L’église de Quilen « menace ruine », comme on dit pudiquement. Le passage des tempêtes a laissé des cicatrices sur la toiture, qui ne demande qu’à perdre quelques ardoises supplémentaires. / PIERRE BOUVIER / « LE MONDE »

Ils sont réunis dans la salle du conseil municipal : Eliane Zwertvaegher, son mari, qui se fait discret, Patrick Fouilland, un médecin parisien à la retraite, et, enfin, Pascal Caron. Lui, c’est le maire de Quilen, petit village du Pas-de-Calais, dans les Hauts de France. Plus tard, Olivier Van Den Bossche, le premier adjoint, passera dire bonjour. Ils sont en tout une vingtaine d’habitants, sur les 70 âmes que compte le village, à s’être mobilisés pour sauver leur église, Saint-Pierre.

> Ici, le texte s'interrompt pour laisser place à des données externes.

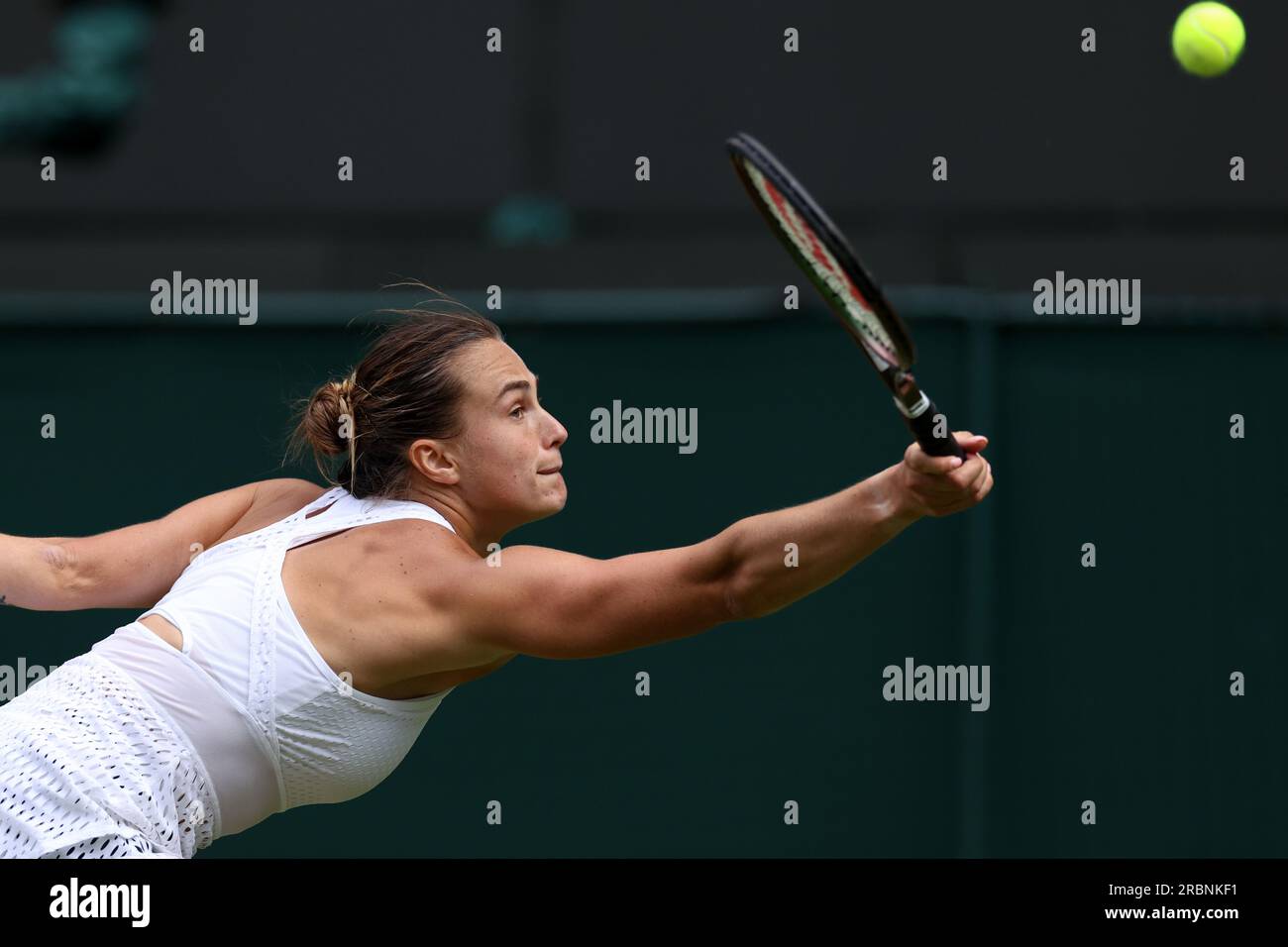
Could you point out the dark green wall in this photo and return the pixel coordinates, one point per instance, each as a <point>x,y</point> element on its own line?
<point>1108,684</point>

Face aux millions d’euros du Loto du patrimoine, dont le tirage a lieu vendredi 14 septembre, cette poignée d’irréductibles défenseurs du patrimoine communal semble quelque peu démunie.

Pour trouver leur église, il faut quitter la route qui mène à Montreuil et, plus loin, au Touquet avant de plonger dans une petite vallée. La rue principale qui traverse Quilen, village sans entreprise ni artisan, se parcourt en quelques dizaines de secondes. L’église Saint-Pierre n’est ni la plus belle ni la plus connue du département, qui compte quelques dizaines d’édifices remarquables recensés par l’office du tourisme. C’est un petit bâtiment de briques rouges, coiffé d’un toit d’ardoise et d’un clocher passablement amoché.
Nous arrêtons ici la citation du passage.